ActLen = LEN(UStr) !20? Traditional (trailing spaces in USTRING?)
ClpLen = LEN(UStr, LEN:Clip) !12 Like LEN(CLIP(UStr))
MaxLen = LEN(UStr, LEN:Max) !20 Max chars, like LEN(ClaStr)
Of course, one would also need to search one’s existing code to find places that have used SIZE with string parsing, and change those to LEN(S, LEN:Max).
I agree. Otherwise we end up with SIZE meaning different things depending where it’s used. Consistency really requires it to return the number of Bytes allocated, regardless of the variable type.
The current Help file has all the Unicode stuff that was not released in it. It days the compiler supports files encode UTF 8 or 16.
The C11 Clarion compiler supports source and include files in UTF-16 (little endian) and UTF-8 encoding to allow Unicode string literals without the necessity to use explicit character codes inside the <;> meta-symbols
The new compiler simply must support Unicode source files.
The current Help file has all the Unicode stuff under String Constants says:
Unicode string literals can include the same { } and <;> meta-symbols as their ANSI equivalents. Numbers listed between < and > meta-symbols are treated as 16-bit wide character codes.

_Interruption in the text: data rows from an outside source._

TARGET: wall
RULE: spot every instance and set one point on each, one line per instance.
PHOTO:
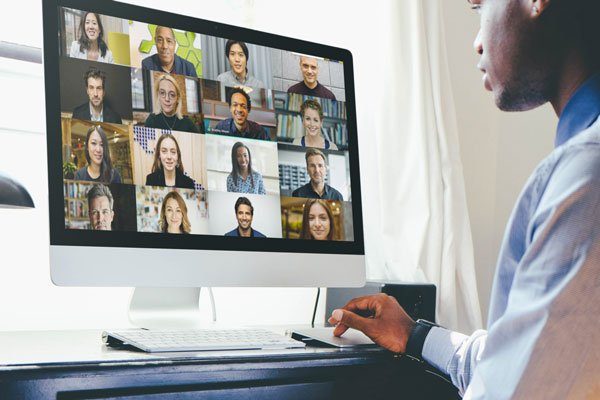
(498, 152)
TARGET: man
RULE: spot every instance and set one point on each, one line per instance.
(239, 125)
(96, 109)
(310, 86)
(316, 166)
(244, 212)
(100, 207)
(165, 59)
(543, 326)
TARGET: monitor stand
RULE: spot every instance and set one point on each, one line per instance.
(168, 308)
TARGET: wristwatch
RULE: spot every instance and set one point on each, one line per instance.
(416, 340)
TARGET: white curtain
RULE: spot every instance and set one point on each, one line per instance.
(423, 234)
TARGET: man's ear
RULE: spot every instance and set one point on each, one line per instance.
(538, 7)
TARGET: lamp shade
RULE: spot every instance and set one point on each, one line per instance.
(13, 194)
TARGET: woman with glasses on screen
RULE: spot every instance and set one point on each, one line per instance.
(167, 107)
(99, 166)
(317, 221)
(173, 215)
(312, 122)
(167, 169)
(91, 44)
(243, 179)
(237, 54)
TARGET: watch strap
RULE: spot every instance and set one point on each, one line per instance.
(416, 339)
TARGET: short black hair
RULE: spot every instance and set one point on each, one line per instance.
(242, 45)
(245, 201)
(235, 90)
(96, 74)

Between < and > can have 16 bit value so Decimal values 0 to 65535. In your example for <decimal> I think that simply removes the “,0”. For Hex I assume it will allow <4 digits H>, but in Little Endian so it matches exactly the internal hex:
us = u'ABCDE'
us = u'<65,66,67,68,69’> ! Decimal of ABCDE
us = u'<4100h,4200h,4300h,4400h,4500h’> ! Hex
The Euro Sign is U+20AC or 8,364. I assume that page is in Big Endian so for Windows:
euro = u'<8364>'
euro = u'<0AC20h>' !Little Endian of U+20AC - ? wrong see below ?
Be nice to have a Big Endian hex format like the common U+ or \u e.g.
euro = u'<U+20AC>' !Idea of Big Endian
euro = u'<\u20AC>' !Idea for Big Endian
Edit 1/10/26
I’m probably wrong that a Unicode String <16 bit hex> is flipped to Little Endian. When you write a constant hex number LONG(20ACh) it’s Big Endian, so I would expect the same e.g. u'<20ACh>'.
It would be nice to have a syntax for UTF-32 values that are simpler than the 2 UTF-16 surrogate pairs. E.g. a smiling emoji in C# can be coded as '\U0001F60A' but in UTF-16 is u'<0D83Dh><0DE0Ah>'